Short term marriage with all this baggage? File and don't look back.

You are seeing her for who she is and that won't change. Why waste your life on this.

She's just gotten a bit uncomfortable with no where to go and she wants her plan B back for now but she'll leave again later.


----------



## Oscarquevedo83 (Jul 31, 2016)

Thank you for replying, is being really hard for me, but I'm getting stronger day by day, but in the weekends is when i get a little more sad and depressed, we have only 43 days separate, and preparing myself for divorce, because i know that she is not the person that i fall in love. She told me that she erase some photos and my family from Facebook, because she don't want stuff that reminds me, and i did the same a few weeks ago. But she still wants us to share the car ensurance and the phone too. I'm just waiting to get the separation papers signed to be able to divide all my stuff from her, and then focus in the DP. Because I'm in virginia amd she is in miami. And i have to reques leave days for me be able to go there.


----------



## honcho (Oct 5, 2013)

Oscarquevedo83 said:


> Thank you for replying, is being really hard for me, but I'm getting stronger day by day, but in the weekends is when i get a little more sad and depressed, we have only 43 days separate, and preparing myself for divorce, because i know that she is not the person that i fall in love. She told me that she erase some photos and my family from Facebook, because she don't want stuff that reminds me, and i did the same a few weeks ago. But she still wants us to share the car ensurance and the phone too. I'm just waiting to get the separation papers signed to be able to divide all my stuff from her, and then focus in the DP. Because I'm in virginia amd she is in miami. And i have to reques leave days for me be able to go there.

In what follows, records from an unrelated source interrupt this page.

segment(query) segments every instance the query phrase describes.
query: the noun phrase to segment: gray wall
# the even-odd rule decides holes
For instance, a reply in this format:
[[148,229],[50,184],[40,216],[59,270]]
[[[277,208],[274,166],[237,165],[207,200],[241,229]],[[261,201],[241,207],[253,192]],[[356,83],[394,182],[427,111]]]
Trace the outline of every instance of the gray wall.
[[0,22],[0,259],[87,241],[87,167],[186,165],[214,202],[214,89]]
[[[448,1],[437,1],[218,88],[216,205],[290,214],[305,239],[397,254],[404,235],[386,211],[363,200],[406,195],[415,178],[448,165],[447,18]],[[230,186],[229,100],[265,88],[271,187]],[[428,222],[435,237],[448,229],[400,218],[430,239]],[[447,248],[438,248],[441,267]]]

Why would you take off days from work and go to florida? Just send her the paperwork for signature.


----------



## Oscarquevedo83 (Jul 31, 2016)

She still have a lot of stuff here at my house, i have everything packed, I want to go to florida, to file the D there, cause is faster than here in virginia, here it takes 6 months, florida is way fast, and i want visit my family also, I'm by myself here at my duty station.


----------



## BetrayedDad (Aug 8, 2013)

Oscarquevedo83 said:


> she was having and affair emotional with one of my co worker, A "friend", she is lesbian, and we are in the same platoon, cause I'm in the army. That completely destroyed me


Tell your commanding officer immediately. She can be disciplined severely for having an affair with another solider in her platoon.



Oscarquevedo83 said:


> And 2 days ago she called me, and she said that she miss the bed, her pillows and her wii, i told her that i will send it to her mother house


I miss my wii? LOL! What a fvcking loser, good answer though. Do mail it to her mom. In about 100 pieces....



Oscarquevedo83 said:


> I really need advise, Thank you


Dump the lesbian. She's a piece of trash. Bad enough trying to deal with another D. You can't offer her a V. It's over. Walk away.


----------



## Lon (Jun 6, 2011)

Takes 2 to be married but only one to divorce, and she has told you and is showing you she is done. You can't be married with someone that is checked out and not interested in making a marriage work so let her go gracefully, have the separation papers drafted by your attorney and hope to get as amicable separation as you can so you can move on with your own life as best you can. Good luck! sucks I know but everyone who has been through similar will advise you that you will be better off and have a more meaningful life in the long run.


----------



## arbitrator (Feb 13, 2012)

*File for divorce and put this piece of bad news squarely in the rear-view mirror! 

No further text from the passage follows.